- IATA: none; ICAO: LYSM;

Summary
- Airport type: Civil
- Operator: Flight Club "Sremska Mitrovica"
- Serves: Sremska Mitrovica
- Location: Veliki Radinci
- Elevation AMSL: 325 ft (99 m)
- Coordinates: 45°02′15″N 19°39′45″E﻿ / ﻿45.03750°N 19.66250°E

Map
- Sremska Mitrovica Airfield Location within Serbia

Runways
| Direction | Length |  | Surface |
| ft | m |
| 09/27 | 3,625 | 1,105 | Grass |

= Sremska Mitrovica Airfield =

Airfield in Sremska Mitrovica, Serbia

Sremska Mitrovica Airfield (Аеродром Сремска Митровица / Aerodrom Sremska Mitrovica) is an aerodrome near the town of Sremska Mitrovica, Serbia. The airport is also known as Veliki Radinci Airfield (Аеродром Велики Радинци / Aerodrom Veliki Radinci).

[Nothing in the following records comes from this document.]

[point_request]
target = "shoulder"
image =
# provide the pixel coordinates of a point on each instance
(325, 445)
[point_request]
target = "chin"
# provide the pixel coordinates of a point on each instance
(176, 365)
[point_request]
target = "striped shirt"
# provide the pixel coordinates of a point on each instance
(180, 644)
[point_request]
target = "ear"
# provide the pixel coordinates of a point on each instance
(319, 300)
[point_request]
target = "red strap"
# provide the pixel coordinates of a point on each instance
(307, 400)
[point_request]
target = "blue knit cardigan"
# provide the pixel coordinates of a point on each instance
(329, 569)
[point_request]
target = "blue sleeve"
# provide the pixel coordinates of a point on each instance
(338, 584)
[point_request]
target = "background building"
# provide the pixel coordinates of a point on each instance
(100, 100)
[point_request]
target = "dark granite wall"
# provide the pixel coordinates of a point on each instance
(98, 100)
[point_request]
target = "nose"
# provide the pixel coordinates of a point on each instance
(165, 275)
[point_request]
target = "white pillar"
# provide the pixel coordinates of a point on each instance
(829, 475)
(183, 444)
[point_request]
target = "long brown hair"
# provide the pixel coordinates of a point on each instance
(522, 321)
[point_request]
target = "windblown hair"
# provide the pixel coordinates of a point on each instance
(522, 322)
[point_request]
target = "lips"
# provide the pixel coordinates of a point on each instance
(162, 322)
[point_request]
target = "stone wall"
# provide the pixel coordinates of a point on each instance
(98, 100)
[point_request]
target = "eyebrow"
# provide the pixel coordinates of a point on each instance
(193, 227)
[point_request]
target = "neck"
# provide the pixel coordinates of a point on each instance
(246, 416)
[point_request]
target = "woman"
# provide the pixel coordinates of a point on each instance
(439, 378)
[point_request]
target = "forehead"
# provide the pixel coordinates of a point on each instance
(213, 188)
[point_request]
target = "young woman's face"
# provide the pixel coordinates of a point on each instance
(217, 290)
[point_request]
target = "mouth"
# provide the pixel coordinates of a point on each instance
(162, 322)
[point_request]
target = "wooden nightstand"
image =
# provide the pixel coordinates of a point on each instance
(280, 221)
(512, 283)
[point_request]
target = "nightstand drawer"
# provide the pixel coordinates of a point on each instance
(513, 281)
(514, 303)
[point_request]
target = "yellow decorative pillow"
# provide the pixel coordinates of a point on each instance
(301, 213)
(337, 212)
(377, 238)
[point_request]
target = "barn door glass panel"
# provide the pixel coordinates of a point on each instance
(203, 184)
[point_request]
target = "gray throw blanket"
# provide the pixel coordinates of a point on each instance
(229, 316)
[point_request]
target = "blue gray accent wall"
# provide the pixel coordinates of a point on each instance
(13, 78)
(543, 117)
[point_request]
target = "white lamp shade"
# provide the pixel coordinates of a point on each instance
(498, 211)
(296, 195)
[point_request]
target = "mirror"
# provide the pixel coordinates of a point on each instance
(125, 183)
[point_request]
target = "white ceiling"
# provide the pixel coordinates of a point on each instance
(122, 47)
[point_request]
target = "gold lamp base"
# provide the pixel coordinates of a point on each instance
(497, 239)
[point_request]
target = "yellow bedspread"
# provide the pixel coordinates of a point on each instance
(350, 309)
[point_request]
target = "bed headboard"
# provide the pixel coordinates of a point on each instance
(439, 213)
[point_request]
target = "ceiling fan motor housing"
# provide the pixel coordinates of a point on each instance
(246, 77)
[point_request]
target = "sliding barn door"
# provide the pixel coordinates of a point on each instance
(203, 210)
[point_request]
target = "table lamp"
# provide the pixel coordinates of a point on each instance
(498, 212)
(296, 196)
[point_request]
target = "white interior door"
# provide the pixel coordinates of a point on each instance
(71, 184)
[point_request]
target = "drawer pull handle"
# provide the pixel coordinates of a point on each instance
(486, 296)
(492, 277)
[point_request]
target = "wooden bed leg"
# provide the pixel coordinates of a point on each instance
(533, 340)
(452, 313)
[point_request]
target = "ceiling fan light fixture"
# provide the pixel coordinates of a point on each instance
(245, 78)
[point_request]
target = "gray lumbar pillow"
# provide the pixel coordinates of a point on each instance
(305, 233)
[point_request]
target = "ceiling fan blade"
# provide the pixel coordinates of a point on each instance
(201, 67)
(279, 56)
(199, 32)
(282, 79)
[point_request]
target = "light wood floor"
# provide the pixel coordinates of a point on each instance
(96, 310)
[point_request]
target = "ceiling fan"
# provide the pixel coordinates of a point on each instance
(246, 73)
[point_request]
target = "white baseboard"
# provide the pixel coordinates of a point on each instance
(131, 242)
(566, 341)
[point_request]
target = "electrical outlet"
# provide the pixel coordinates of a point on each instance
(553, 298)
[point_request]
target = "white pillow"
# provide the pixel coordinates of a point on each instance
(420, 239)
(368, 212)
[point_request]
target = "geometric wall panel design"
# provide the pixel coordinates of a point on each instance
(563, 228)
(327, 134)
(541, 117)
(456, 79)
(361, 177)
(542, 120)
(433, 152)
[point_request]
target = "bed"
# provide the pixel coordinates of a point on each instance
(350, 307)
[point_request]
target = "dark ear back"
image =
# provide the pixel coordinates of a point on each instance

The airfield is operated by Flight Club "Sremska Mitrovica". Main operations at the airfield are soaring, gliding and sport, general and ultralight flying. It is the only operating TOST winch which is used for gliding operations all around the year giving all interested pilots opportunity to fly at low cost.

Flight club is investing in infrastructure around the airport to give better conditions for visiting pilots. Housing and ground entertainment is under construction.